You are right about that, if testing by Nikolay goes reasonably well,
I'll work on that.
> If you are going to replace the global LRU list with ones for
> each hash bucket, then you'll have to compare the time stamps
> on the least recently used entries of all the hash buckets and
> then delete those. If you keep the timestamp of the least recent
> one for that hash bucket in the hash bucket head, you could at least
> use that to select which bucket to delete from next, but you'll still
> need to:
> - lock that hash bucket
> - delete a few entries from that bucket's lru list
> - unlock hash bucket
> - repeat for various buckets until the count is beloew the high
> water mark
Ah, I think I get it: is the reliance on the high watermark as a
criteria for cache expiry the reason the list is a LRU instead of an
ordinary unordered list?
> Or something like that. I think you'll find it a lot more work that
> one LRU list and one mutex. Remember that mutex isn't held for long.

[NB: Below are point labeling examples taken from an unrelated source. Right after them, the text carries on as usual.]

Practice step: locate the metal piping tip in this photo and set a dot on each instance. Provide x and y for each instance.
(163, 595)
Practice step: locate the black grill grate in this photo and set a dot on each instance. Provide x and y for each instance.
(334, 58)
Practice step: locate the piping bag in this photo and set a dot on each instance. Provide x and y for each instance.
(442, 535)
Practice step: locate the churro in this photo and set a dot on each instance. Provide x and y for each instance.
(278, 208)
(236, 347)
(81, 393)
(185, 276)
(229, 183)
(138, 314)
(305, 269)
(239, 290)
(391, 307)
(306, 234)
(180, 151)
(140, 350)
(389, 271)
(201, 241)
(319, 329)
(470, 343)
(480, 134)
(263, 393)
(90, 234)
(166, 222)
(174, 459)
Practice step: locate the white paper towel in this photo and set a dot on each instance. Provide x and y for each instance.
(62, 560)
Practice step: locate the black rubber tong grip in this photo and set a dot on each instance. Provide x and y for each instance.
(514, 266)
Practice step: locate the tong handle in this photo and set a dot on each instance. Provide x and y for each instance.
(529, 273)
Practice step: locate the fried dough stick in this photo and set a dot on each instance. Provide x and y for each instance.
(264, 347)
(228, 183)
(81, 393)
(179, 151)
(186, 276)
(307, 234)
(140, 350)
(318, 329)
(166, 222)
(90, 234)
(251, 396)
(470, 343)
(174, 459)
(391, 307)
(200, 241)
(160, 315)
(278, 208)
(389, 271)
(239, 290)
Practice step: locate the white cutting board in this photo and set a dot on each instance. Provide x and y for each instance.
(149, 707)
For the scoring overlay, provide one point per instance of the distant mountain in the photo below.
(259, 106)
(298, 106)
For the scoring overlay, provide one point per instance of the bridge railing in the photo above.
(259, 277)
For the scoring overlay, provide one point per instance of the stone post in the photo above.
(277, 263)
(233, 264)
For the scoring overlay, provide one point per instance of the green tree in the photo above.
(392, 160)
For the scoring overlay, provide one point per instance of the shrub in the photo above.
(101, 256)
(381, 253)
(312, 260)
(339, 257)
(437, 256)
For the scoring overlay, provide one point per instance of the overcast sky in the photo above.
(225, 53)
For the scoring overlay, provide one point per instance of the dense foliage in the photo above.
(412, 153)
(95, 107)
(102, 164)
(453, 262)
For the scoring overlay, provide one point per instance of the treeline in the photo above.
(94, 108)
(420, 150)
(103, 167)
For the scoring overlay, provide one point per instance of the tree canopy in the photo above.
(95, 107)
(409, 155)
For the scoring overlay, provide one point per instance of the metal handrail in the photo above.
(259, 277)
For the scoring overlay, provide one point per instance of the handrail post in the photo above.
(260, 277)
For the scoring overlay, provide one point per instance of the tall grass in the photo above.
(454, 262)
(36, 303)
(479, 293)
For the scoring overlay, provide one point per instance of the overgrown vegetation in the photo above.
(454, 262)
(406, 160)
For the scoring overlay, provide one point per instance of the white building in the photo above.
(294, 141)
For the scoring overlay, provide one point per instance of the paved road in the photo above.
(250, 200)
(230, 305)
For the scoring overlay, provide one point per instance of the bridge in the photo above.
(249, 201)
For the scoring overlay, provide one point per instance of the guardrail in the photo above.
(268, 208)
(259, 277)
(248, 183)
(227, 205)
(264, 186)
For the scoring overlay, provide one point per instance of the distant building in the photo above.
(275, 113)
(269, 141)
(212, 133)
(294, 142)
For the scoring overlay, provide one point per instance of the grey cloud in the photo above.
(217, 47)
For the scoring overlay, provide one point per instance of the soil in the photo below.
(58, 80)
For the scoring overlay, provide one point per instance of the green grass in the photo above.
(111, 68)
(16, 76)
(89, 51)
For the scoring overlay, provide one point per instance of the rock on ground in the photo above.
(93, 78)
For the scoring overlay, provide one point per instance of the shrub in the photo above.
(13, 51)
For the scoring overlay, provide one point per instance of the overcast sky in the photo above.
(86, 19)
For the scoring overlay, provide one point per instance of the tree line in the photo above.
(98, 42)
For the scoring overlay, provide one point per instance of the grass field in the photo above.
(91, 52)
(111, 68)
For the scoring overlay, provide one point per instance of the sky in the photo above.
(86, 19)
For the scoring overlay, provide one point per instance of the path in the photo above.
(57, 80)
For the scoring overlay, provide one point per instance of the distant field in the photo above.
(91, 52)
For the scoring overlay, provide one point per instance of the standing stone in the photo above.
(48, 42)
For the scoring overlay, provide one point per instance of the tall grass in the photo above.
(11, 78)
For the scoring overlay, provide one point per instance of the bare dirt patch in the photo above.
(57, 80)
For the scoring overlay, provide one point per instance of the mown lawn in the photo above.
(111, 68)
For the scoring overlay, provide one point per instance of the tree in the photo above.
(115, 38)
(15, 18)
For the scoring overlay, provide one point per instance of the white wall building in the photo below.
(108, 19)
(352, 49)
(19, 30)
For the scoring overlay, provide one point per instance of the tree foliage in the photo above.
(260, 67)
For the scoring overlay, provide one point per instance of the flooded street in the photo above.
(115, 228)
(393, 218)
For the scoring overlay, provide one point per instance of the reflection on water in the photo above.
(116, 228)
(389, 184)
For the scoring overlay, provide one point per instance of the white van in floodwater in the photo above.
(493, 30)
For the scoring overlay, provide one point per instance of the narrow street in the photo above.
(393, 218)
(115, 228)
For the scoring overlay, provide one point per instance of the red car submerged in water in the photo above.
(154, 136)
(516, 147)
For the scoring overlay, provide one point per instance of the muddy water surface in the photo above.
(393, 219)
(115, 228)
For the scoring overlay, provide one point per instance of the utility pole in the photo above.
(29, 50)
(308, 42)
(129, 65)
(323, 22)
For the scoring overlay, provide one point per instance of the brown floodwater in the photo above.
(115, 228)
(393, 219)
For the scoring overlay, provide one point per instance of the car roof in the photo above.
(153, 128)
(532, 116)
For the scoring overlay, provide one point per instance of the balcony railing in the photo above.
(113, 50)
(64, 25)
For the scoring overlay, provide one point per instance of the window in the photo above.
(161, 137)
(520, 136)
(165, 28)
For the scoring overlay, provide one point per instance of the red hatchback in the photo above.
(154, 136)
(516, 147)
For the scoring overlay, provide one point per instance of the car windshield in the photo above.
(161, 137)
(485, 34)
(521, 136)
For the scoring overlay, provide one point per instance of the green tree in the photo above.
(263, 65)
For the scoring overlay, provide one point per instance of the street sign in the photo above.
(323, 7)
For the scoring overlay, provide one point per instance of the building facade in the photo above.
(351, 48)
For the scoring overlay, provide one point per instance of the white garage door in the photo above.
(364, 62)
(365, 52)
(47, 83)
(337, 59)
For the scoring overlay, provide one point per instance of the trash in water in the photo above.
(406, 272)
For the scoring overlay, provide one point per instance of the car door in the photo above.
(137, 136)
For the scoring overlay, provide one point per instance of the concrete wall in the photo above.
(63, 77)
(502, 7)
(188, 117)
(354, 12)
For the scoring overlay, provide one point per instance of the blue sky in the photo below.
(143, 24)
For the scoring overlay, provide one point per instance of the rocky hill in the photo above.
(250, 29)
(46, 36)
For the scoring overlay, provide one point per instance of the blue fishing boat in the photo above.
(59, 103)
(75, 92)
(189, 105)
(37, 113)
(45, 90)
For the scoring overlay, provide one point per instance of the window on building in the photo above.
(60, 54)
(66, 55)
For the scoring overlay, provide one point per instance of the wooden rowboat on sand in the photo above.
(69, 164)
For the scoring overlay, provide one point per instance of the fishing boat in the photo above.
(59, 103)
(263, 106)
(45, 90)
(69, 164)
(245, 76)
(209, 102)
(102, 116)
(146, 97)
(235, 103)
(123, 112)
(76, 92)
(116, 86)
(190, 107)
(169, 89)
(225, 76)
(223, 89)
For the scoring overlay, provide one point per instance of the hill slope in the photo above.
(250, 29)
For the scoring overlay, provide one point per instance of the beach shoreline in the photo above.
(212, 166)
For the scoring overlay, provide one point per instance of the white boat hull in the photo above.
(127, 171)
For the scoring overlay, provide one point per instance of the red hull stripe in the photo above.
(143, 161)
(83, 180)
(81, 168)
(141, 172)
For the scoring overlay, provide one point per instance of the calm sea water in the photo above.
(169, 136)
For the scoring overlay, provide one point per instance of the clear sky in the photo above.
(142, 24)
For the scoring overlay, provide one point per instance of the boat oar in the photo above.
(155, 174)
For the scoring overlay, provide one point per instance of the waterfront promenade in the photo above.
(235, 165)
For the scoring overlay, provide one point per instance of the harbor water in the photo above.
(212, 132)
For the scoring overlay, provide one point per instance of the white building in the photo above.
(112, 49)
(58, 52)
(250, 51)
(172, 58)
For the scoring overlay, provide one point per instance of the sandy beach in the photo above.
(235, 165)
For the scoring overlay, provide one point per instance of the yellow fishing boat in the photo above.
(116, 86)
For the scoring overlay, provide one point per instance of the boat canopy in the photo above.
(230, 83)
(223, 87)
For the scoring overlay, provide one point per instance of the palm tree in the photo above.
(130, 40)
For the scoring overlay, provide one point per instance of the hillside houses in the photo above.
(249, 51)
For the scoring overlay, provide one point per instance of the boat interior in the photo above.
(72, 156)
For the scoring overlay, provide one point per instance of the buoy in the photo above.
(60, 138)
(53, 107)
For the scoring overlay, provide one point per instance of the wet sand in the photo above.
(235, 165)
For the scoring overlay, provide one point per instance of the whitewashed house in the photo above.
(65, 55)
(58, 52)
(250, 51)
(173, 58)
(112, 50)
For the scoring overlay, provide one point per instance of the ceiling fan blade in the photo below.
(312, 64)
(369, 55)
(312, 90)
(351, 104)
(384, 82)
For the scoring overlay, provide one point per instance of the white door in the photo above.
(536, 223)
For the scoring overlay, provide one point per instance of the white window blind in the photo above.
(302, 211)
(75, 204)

It could be, but the current state of my code is just groundwork for
the next things I have in plan:
1) Move the expiry code (the trim function) into a separate thread,
run periodically (or as a callout, I'll need to talk with someone
about which one is cheaper)
2) Replace the mutex with a rwlock. The only thing which is preventing
me from doing this right away is the LRU list, since each read access
modifies it (and requires a write lock). This is why I was asking you
if we can do away with the LRU algorithm.
> Btw, the code looks very nice. (If I was being a style(9) zealot,
> I'd remind you that it likes "return (X);" and not "return X;".
Thanks, I'll make it more style(9) compliant as I go along.